Slechts gemarkeerde wandelroutes en verharde wegen en fietspaden zijn taboe, evenals de rustgebieden voor het grofwild.
Paarden en ruiters storen het (grof)wild niet of nauwelijks, omdat het wild de ruiters op een paard niet als mens herkent. Spreiding van paarden over de terreinen heeft positieve effecten op de natuur.
Gebleken is dat juist de randen van de ruiterpaden, waar een paard dus slechts zo nu en dan een stap zet, waardevol zijn. In de stukjes open zand die ontstaan door de paardenhoeven, afgewisseld met begroeiing, komen ZELDZAME SPRINKHANEN, krekels en zandhagedissen voor.
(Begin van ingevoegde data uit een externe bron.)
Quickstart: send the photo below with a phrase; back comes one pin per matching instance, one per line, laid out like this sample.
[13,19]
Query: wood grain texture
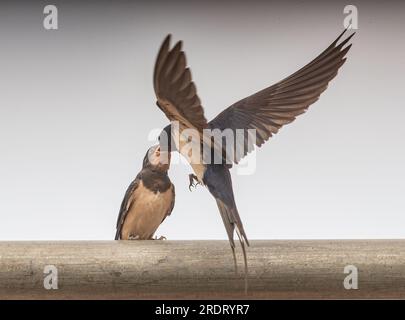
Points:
[201,269]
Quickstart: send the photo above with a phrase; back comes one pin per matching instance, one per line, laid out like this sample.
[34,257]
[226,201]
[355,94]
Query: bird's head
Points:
[166,142]
[156,159]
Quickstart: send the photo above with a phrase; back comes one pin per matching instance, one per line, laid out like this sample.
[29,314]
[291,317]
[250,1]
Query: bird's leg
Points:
[193,181]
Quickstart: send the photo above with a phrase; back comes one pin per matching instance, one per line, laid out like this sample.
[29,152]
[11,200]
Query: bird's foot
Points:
[193,181]
[160,238]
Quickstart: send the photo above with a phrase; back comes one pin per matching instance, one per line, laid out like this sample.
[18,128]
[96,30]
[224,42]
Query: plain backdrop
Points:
[77,106]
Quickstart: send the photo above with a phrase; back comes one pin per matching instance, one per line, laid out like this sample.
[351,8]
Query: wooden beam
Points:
[202,269]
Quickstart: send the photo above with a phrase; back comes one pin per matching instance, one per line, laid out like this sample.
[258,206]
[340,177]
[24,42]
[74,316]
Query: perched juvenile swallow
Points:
[148,200]
[265,111]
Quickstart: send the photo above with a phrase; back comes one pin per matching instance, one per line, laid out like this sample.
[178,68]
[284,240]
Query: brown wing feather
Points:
[269,109]
[175,91]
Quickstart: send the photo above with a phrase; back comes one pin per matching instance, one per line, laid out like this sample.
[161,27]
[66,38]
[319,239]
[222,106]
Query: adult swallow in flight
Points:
[148,200]
[265,111]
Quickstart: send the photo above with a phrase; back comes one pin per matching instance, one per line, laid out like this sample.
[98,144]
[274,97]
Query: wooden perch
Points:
[202,269]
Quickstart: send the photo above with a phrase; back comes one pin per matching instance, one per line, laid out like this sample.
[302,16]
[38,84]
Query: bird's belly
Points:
[146,214]
[191,150]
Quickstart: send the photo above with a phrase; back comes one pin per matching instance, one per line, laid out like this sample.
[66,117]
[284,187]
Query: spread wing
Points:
[268,110]
[125,206]
[175,91]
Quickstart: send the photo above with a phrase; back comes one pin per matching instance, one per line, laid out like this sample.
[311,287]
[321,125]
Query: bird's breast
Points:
[147,211]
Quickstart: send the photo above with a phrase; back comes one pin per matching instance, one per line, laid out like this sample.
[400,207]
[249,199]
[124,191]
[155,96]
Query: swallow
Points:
[148,200]
[265,111]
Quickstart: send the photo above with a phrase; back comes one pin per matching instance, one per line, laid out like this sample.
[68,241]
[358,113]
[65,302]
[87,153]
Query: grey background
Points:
[77,104]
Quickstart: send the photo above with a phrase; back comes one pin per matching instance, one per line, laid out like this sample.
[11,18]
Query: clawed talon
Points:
[193,181]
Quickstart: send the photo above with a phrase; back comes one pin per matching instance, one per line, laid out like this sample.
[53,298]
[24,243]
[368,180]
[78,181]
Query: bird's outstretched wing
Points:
[125,205]
[268,110]
[175,91]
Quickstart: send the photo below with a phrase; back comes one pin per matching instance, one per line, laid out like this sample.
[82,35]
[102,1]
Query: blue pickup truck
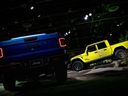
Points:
[27,57]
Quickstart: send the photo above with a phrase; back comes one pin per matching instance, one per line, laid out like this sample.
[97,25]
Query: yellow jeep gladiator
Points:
[98,51]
Ook de grote Wrattenbijter, een ZEER ZELDZAME
Sprinkhaansoort die nog op twee plaatsen in Nederland voorkomt is naar alle waarschijnlijkheid mede door de aanwezigheid van open zand nog aanwezig.
Ook de jeneverbes, die zich landelijk slecht verjongt, zaait zich op de hoge veluwe met name uit aan de randen van de ruiterpaden.
Bron Tubantia
We zijn dus toch nog wel ergens goed voor!!
Wie gaat er mee op zoek naar de "zwarte poema" ?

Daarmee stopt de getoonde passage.